Friday, February 14, 2014

10 years of SecAppDev

Tonight we are celebrating the 10th anniversary of SecAppDev.

In the summer of 2004, Dirk Dussart, Georges Ataya and I, shocked by the software industry's cavalier attitude to software security, decided to set up a course for developers.
I had worked with Frank Piessens of the KU Leuven DistriNet research group and Bart Preneel from COSIC at previous client engagements and had learned an enormous amounts about security from them in the process, so I talked to them. As they are both great teachers, when they said they were on board, I knew we could make this happen.

At the time, Gary McGraw was eloquently chastising the software industry for their bolt-on approach and urging us to, instead, build it in. So, I contacted Gary and asked him whether he could come over and teach a course in Belgium. He immediately said yes.

Dan Wallach, who had been part of the team at Princeton that exposed and then fixed the security holes in the Java 1.0 security model, couldn't make it in February/March 2005, but said he was keen to teach at future sessions.

With such eminent faculty supporting, we were off to an excellent start. Unfortunately, just a few weeks before the course, Gary had to call off. He apologised and recommended a friend with whom he had been developing course material to take his place. That is how I came to be introduced to Ken van Wyk.

So it was that, on February 28th 2005, the first SecAppDev course kicked off at the Domaine de Freins de Latour in Uccle, Brussels. The next year we moved to the Faculty Club in the Béguinage in Leuven, where we have been since, except for 2012, when we held the course in the Irish College, also in Leuven.

Frank, Bart and Ken have been teaching on every course. Gary McGraw came over several times, as did Dan Wallach. Other great teachers joined and the course became more widely known, which is why we are still here after 10 years.

Whereas in the early days, the course was mainly about building developer security awareness, we shifted our focus and started providing a platform for more leading-edge material on secure application development. This includes the timely confrontation of academic research with professional practice or pitching new, innovative course material by commercial trainers.

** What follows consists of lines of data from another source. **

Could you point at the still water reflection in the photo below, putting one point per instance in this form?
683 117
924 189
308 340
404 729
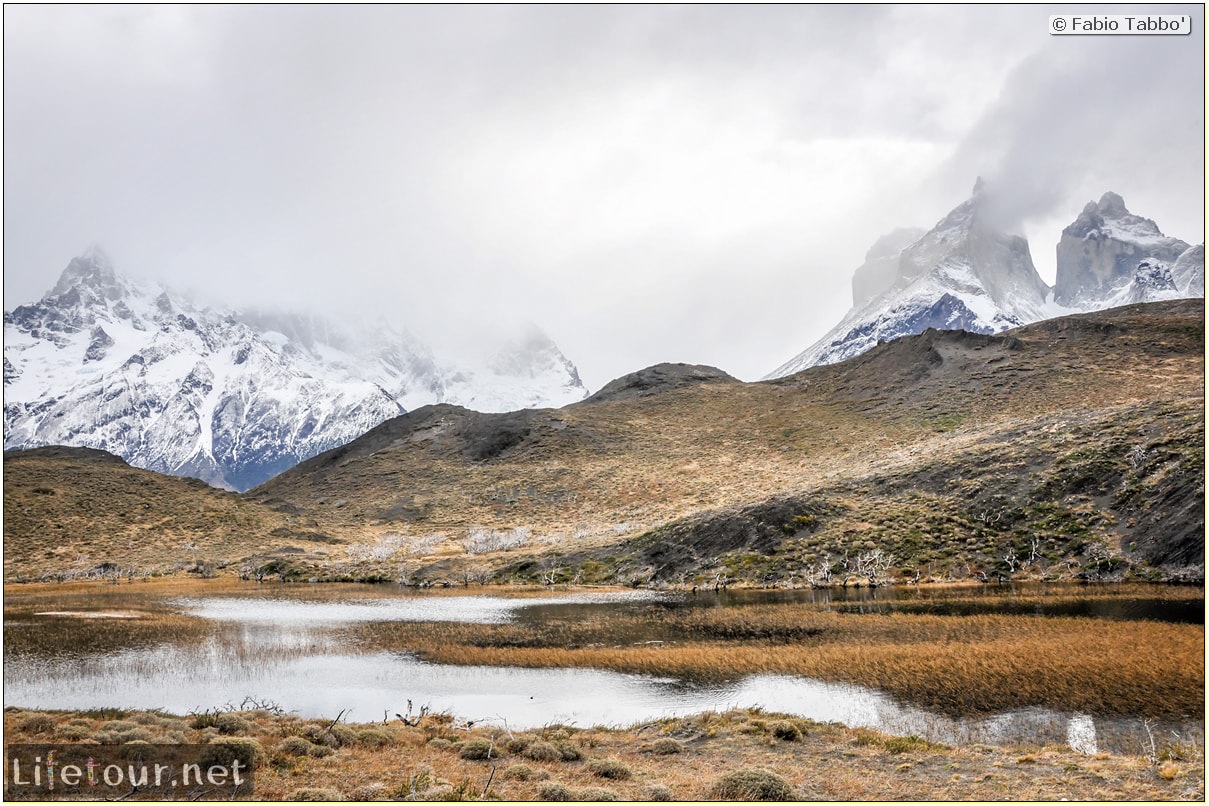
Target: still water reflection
287 645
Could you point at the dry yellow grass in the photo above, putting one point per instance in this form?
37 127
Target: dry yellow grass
953 664
392 761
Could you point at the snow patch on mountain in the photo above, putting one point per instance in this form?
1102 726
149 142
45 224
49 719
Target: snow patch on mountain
232 398
966 273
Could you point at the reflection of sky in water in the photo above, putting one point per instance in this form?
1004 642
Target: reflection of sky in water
290 653
467 609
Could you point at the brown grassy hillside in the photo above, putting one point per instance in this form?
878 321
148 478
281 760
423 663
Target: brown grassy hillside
948 451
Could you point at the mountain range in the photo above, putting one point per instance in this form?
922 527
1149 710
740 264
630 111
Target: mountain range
969 273
1071 447
232 396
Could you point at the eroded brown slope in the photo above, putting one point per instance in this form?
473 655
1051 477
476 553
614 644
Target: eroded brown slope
946 448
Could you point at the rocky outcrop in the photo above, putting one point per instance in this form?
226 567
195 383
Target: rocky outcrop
965 273
1099 254
879 271
1189 272
226 396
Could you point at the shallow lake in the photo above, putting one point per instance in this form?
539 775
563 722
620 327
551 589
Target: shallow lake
288 644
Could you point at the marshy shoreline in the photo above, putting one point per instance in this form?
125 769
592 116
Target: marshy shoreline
962 653
744 754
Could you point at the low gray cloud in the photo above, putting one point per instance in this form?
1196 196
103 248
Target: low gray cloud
647 183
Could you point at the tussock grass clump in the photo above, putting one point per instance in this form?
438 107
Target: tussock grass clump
541 751
657 792
785 730
895 744
609 769
314 794
666 746
372 737
73 732
752 784
230 748
120 732
596 794
35 724
520 772
554 792
299 746
476 749
519 743
230 724
568 752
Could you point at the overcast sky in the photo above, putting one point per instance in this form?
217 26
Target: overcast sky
645 183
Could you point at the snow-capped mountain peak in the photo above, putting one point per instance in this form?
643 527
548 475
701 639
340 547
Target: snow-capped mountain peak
964 273
967 273
1099 253
231 396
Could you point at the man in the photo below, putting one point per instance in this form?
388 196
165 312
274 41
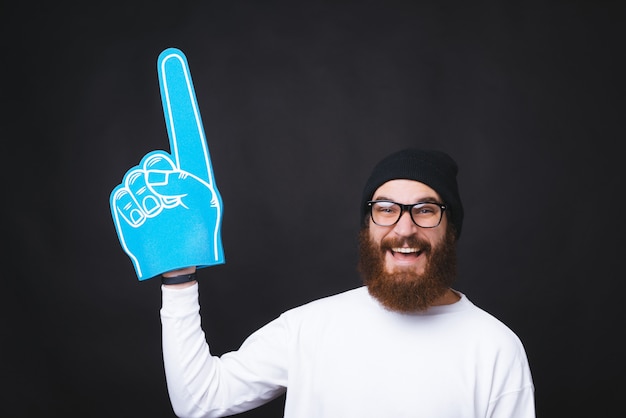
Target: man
404 345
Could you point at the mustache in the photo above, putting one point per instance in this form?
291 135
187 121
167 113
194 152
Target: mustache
411 241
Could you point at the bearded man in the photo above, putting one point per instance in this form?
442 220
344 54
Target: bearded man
404 345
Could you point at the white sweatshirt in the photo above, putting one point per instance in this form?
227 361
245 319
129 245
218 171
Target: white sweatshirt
346 356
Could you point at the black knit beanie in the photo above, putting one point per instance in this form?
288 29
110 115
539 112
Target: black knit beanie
436 169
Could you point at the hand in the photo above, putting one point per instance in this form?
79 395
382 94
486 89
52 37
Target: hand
167 211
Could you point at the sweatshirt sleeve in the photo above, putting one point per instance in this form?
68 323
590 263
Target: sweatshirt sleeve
203 385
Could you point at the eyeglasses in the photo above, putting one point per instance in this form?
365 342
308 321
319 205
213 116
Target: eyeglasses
423 214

As a non-profit organisation, set up to raise the standard of secure software engineering, the best possible outcome would be that we would become obsolete. While we have traveled a long road in the last ten years, our mission has, sadly, not lost any relevance; while security awareness has certainly increased, we are not in a good place. Our society has come to depend on vulnerable IT systems for most of its critical infrastructure. This may well lead to increasingly spectacular failures.

But there is something else even more insidious. In essence, security is about how well you can control your own destiny. This ability to give direction and purpose to life increased significantly in the decades since WWII. But it looks like this trend is being reversed with IT systems that are being compromised to steal from us, invade our privacy or just randomly fail.

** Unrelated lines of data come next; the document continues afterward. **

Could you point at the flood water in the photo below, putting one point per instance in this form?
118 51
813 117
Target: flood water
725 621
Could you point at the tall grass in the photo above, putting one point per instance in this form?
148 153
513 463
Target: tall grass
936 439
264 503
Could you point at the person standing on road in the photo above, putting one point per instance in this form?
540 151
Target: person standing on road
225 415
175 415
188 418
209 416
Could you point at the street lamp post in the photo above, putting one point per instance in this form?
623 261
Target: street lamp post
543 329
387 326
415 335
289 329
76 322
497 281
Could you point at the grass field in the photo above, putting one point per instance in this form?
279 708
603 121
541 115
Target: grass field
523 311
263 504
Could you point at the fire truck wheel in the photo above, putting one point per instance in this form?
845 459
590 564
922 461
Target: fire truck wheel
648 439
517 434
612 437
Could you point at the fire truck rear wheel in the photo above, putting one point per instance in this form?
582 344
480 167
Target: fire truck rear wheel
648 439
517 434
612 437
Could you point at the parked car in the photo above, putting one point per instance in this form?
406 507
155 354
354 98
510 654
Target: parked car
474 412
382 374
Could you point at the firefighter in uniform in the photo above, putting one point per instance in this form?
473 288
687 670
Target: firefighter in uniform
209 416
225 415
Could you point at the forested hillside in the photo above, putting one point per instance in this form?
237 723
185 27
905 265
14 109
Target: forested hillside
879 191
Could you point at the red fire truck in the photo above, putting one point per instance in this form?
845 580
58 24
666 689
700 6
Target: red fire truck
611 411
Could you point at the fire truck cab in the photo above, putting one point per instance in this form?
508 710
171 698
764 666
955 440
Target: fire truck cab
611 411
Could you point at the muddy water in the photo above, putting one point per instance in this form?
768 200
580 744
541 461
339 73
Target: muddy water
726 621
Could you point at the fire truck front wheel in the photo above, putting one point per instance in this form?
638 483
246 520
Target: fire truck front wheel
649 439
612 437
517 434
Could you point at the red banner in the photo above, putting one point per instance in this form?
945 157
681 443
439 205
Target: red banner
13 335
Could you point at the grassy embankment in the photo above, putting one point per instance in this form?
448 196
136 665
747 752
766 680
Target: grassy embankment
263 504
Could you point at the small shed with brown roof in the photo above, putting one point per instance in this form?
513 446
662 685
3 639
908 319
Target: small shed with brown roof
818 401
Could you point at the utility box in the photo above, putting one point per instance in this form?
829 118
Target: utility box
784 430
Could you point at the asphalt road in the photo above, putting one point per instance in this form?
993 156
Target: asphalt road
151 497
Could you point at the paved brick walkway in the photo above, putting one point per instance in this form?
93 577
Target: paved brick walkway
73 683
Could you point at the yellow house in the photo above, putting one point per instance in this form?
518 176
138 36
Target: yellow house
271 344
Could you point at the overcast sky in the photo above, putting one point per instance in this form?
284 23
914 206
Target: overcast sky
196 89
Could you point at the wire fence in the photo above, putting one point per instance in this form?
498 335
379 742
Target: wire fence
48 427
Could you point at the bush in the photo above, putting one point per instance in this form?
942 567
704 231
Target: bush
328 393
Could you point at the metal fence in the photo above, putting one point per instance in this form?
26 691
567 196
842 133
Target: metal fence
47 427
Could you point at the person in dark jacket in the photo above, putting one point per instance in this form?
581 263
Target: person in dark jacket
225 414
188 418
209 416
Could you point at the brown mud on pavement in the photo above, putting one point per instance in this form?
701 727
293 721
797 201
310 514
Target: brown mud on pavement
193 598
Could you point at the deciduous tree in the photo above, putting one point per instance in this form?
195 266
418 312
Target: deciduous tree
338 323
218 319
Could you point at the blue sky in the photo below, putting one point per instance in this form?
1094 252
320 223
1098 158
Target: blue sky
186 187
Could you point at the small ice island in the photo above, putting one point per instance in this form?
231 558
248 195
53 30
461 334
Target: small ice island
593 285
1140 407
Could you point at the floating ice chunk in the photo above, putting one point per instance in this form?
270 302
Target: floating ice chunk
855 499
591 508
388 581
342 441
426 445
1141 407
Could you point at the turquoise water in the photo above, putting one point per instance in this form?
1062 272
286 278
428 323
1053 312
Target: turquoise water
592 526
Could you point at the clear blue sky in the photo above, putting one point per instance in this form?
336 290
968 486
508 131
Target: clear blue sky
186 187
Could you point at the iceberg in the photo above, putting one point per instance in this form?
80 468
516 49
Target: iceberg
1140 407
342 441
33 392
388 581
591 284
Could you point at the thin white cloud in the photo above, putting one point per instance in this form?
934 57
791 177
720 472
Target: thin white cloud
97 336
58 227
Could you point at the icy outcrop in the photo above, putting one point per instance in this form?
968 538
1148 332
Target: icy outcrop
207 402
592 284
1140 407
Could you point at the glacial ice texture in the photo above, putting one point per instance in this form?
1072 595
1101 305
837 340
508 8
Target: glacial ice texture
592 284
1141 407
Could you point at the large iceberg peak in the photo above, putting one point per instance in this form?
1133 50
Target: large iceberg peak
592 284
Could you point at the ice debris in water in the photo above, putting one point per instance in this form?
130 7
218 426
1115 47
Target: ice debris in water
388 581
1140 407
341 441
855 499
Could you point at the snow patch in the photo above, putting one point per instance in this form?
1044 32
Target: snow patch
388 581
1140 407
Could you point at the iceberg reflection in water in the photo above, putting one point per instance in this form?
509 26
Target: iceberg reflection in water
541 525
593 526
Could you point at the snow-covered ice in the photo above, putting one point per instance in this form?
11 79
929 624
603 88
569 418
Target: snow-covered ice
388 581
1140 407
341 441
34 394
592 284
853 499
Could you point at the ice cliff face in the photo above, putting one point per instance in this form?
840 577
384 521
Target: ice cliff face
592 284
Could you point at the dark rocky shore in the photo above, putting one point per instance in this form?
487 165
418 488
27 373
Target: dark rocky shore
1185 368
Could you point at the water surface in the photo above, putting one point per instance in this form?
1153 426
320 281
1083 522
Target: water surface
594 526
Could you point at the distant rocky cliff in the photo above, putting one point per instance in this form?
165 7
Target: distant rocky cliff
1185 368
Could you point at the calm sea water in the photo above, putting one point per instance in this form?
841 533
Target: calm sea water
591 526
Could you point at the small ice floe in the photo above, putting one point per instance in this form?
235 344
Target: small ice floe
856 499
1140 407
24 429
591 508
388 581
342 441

I believe that we can do better than this and that history will judge our generation on how well we rise to this challenge.

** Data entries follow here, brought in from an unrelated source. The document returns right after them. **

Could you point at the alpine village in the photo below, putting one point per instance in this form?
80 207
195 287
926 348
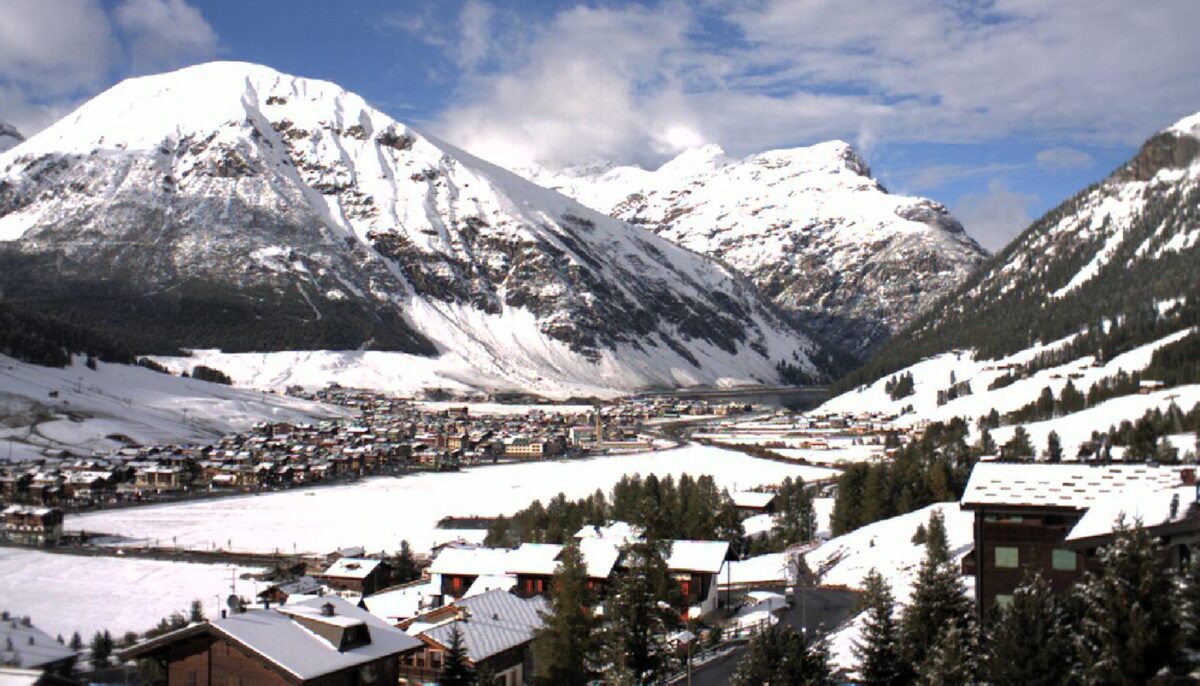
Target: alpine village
577 345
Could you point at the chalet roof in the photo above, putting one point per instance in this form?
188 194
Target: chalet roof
28 647
352 569
697 555
282 641
496 621
751 499
1151 507
1073 486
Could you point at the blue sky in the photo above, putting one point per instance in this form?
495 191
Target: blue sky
999 109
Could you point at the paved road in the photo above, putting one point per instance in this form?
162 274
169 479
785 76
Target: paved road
822 611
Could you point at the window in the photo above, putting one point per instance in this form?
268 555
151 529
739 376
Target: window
1007 558
1065 560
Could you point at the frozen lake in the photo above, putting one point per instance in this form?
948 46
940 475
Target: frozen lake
378 513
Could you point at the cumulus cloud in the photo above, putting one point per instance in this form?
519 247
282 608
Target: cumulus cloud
55 53
996 217
611 80
1065 158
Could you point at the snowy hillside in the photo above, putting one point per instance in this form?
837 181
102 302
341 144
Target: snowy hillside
1099 286
9 137
46 409
809 226
228 205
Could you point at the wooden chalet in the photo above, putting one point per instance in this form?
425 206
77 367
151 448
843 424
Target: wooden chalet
1025 513
321 641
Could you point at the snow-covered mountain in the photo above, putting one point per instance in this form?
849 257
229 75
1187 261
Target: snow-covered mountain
809 226
228 205
1104 287
9 137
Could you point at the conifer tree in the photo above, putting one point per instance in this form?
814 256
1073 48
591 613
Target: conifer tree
456 671
564 648
1054 447
1129 632
937 543
642 608
879 647
781 657
939 601
1030 643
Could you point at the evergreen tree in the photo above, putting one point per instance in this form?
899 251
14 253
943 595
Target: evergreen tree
564 648
939 601
456 671
101 649
1030 643
937 543
196 613
403 565
779 656
952 660
1054 447
1019 446
879 649
1129 631
642 608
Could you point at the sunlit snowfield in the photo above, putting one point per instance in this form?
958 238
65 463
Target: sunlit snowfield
72 593
379 512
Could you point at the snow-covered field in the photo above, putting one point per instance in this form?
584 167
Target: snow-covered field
934 374
144 405
886 547
64 594
379 512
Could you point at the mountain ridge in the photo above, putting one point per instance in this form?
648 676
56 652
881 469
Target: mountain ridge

Every year I take heart from this course, because it is always an inspiration to spend a week with people who are passionate about this historic challenge. This community has come to mean a lot to me and I want to thank all of you for your dedication. Thank you Frank, Bart and Ken for your great contributions as teachers, and also as members of the non-profit board. Thank you, Lieven Desmet for joining the board, curating the course for the last couple of years and being a great organiser. Thank you, Jim Manico. You are a great teacher and lend us very vocal support, both on our board and in the wider community. Thanks to Gary McGraw for your contributions as a teacher and serving on our program committee. Thank you to all the other great teachers that have taught on this course in the past 10 years. And thank you to all participants over those 10 years. Your passion and enthusiasm inspired us to continue this activity. Last but not least, I want to thank my wife, Caroline Greenman, for all her support. Not only has she put up with me investing way more than a reasonable amount of time into this hobby, she actively helps to host the event.

Thank you all for the past 10 years. I thoroughly enjoyed it. I am looking forward to the next 10.